It is the principal object of the present invention to provide an improved simple, self-adjusting apparatus for the vacuum, countergravity casting of unglued shell mold portions including means for resiliently biasing the upper mold portion into sealing engagement with the lower mold portion, resisting destructive flexure of the mold during casting and avoiding the creation of stress concentration sites in the assembly. This and other objects and advantages of the present invention will become more readily apparent from the detailed description thereof which follows.

BRIEF DESCRIPTION OF THE INVENTION

The present invention contemplates mold-immersion-type countergravity casting apparatus of the type described above including spring means resiliently pressing the mold portions (i.e., cope, drag, cheeks) sealingly together (i.e., sans adhesive).
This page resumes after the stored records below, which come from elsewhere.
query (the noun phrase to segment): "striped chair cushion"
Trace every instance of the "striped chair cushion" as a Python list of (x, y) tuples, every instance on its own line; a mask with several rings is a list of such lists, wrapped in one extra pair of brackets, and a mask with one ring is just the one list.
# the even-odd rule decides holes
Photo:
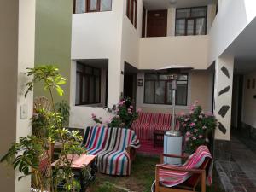
[(104, 126), (87, 127), (83, 142), (89, 154), (97, 156), (98, 171), (109, 175), (130, 175), (127, 147), (140, 146), (134, 131)]
[[(191, 154), (188, 160), (182, 166), (175, 166), (175, 165), (164, 165), (167, 167), (175, 167), (177, 166), (178, 168), (183, 169), (195, 169), (199, 168), (205, 161), (207, 158), (212, 159), (211, 153), (208, 150), (207, 146), (200, 146), (196, 149), (196, 151)], [(209, 168), (208, 174), (207, 174), (207, 183), (210, 184), (212, 183), (212, 166)], [(159, 172), (160, 176), (160, 183), (161, 185), (166, 187), (173, 187), (177, 186), (184, 181), (188, 180), (192, 174), (188, 173), (185, 172), (175, 172), (175, 171), (169, 171), (165, 169), (160, 169)]]
[[(172, 114), (141, 112), (138, 119), (132, 124), (139, 139), (153, 139), (155, 130), (168, 131), (172, 128)], [(179, 129), (177, 116), (175, 115), (175, 129)]]

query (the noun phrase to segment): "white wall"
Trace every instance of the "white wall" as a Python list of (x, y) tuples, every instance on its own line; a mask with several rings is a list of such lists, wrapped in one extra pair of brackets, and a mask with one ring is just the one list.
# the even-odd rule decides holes
[[(26, 67), (33, 67), (35, 44), (35, 1), (0, 2), (0, 154), (20, 137), (32, 133), (32, 93), (24, 98)], [(27, 108), (20, 119), (20, 107)], [(19, 172), (0, 164), (1, 191), (30, 191), (31, 177), (18, 182)]]
[(256, 16), (256, 1), (225, 0), (219, 3), (217, 16), (210, 31), (211, 65)]
[[(144, 112), (171, 113), (171, 105), (144, 103), (144, 73), (139, 73), (138, 79), (143, 79), (143, 86), (137, 86), (137, 108), (142, 108)], [(212, 101), (212, 73), (211, 72), (195, 70), (189, 73), (187, 106), (177, 106), (176, 113), (178, 113), (181, 111), (189, 113), (189, 106), (196, 100), (206, 112), (211, 111)]]
[(178, 36), (140, 38), (139, 69), (157, 69), (167, 65), (207, 69), (208, 36)]
[[(244, 76), (243, 84), (243, 106), (242, 106), (242, 122), (256, 128), (256, 88), (252, 88), (253, 79), (256, 79), (256, 71), (251, 72)], [(250, 89), (247, 89), (247, 80), (250, 79)]]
When large area molds are used, the spring means functions to resist destructive inward flexure of the molds when the casting vacuum is drawn in the vacuum chamber, which function is served whether the mold parts are glued or not. More specifically, apparatus in accordance with the present invention includes: a mold which is adapted for immersion into an underlying pot of molten metal and which comprises a porous, gas-permeable, upper shell and a bottom-gated lower portion; a vacuum box defining a vacuum chamber confronting the upper shell for evacuating the mold through the shell, which box comprises (1) a ceiling overlying the mold, and (2) a skirt depending from the ceiling and surrounding the shell, which skirt has a peripheral edge on the underside thereof sealingly engaging the mold; means for mounting the mold in the mouth of the vacuum chamber; and spring means resiliently pressing the shell into sealing engagement with the lower mold portion and/or resisting destructive inward flexure of the mold when a vacuum is drawn in the vacuum box. The spring means provides the vacuum box with self adjustability to compensate for process variations (e.g., variations in mold dimensions from one to the next) and will preferably be secured to a removable plate affixed to the inside of the chamber to minimize the number of possible vacuum leak sites.
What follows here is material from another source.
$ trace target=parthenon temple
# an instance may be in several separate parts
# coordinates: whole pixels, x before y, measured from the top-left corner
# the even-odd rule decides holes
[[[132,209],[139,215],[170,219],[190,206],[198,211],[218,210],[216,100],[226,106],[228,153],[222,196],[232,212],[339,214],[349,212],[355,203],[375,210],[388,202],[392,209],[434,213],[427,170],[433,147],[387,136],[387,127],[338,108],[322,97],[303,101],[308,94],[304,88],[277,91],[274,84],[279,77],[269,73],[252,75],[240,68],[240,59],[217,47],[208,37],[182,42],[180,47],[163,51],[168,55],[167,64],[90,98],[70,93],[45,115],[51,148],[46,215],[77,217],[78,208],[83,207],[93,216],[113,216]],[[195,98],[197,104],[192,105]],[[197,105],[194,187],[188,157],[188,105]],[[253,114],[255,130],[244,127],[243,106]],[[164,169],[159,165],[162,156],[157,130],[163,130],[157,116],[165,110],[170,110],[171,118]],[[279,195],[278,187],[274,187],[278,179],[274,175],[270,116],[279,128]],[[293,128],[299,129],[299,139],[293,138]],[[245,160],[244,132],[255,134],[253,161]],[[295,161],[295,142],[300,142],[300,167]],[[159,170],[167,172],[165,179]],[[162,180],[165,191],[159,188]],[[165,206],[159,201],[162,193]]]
The vacuum box will preferably include a two-part skirt, i.e., a skirt which is horizontally split into an upper fixed portion carried by the mold/chamber transfer mechanism and a self-truing, lower, floating portion. The upper and lower skirt portions are separated one from the other by a narrow (e.g., about 5/16 inch) gap which permits to and fro movement of the upper and lower portions relative to each other. Spring-containing retainers couple the upper and lower skirt portions together and serve to press the mold-sealing edge of the lower skirt portion down onto the mold so as to eliminate the creation of stress concentration sites (i.e., high pressure points) and provide a substantially even/uniform pressure on the peripheral seal between the mold and lower skirt.
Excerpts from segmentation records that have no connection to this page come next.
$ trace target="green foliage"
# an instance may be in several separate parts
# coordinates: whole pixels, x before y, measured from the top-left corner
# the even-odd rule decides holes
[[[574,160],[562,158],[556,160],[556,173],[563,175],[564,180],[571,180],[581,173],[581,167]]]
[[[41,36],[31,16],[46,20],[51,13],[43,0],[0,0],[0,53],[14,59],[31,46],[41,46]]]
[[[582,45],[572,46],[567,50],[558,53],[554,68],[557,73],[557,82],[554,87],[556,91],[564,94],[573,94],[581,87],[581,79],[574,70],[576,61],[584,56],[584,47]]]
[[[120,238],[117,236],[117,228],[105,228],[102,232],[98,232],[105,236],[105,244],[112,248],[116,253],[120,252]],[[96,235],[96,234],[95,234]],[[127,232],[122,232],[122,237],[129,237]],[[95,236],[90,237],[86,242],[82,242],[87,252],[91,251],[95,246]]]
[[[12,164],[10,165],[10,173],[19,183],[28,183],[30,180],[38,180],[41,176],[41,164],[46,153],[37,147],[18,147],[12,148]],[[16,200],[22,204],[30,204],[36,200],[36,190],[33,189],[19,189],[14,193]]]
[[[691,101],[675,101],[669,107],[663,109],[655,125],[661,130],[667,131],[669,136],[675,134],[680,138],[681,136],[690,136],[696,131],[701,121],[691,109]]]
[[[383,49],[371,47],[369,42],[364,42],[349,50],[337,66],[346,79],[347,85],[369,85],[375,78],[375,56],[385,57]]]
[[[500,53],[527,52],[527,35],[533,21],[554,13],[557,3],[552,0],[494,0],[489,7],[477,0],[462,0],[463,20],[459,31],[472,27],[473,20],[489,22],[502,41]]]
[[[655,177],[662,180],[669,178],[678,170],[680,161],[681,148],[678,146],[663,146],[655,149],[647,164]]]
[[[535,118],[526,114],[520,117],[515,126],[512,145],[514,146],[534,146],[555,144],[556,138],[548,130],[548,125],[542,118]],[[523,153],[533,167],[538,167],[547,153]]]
DETAILED DESCRIPTION OF SPECIFIC EMBODIMENTS

The invention may better be understood when considered in the light of the following detailed description of certain specific embodiments thereof which is given hereafter in conjunction with the several drawings in which:

FIG. 1 is a partially sectioned, elevational view of one embodiment of a countergravity casting apparatus according to the present invention;

FIG. 2 is a partially sectioned elevational view of another embodiment of a countergravity casting apparatus according to the present invention;

FIG. 3 is a partially sectioned elevational view of still another embodiment of a countergravity casting apparatus according to the present invention;

FIG. 4 is a view in the direction 4-4 of FIG. 3;

FIG. 5 is a partially sectioned elevational view of still another embodiment of a countergravity casting apparatus according to the present invention;

FIG. 6 is a view in the direction 6-6 of FIG. 5;

FIG. 7 is an enlargement of a portion of the vacuum chamber of FIG. 3;

FIG. 8 is an enlargement of the seal clamping bar of FIG. 7; and

FIG. 9 is a portion of a vacuum chamber like that of FIG. 3 showing a preferred embodiment of the cope biasing spring.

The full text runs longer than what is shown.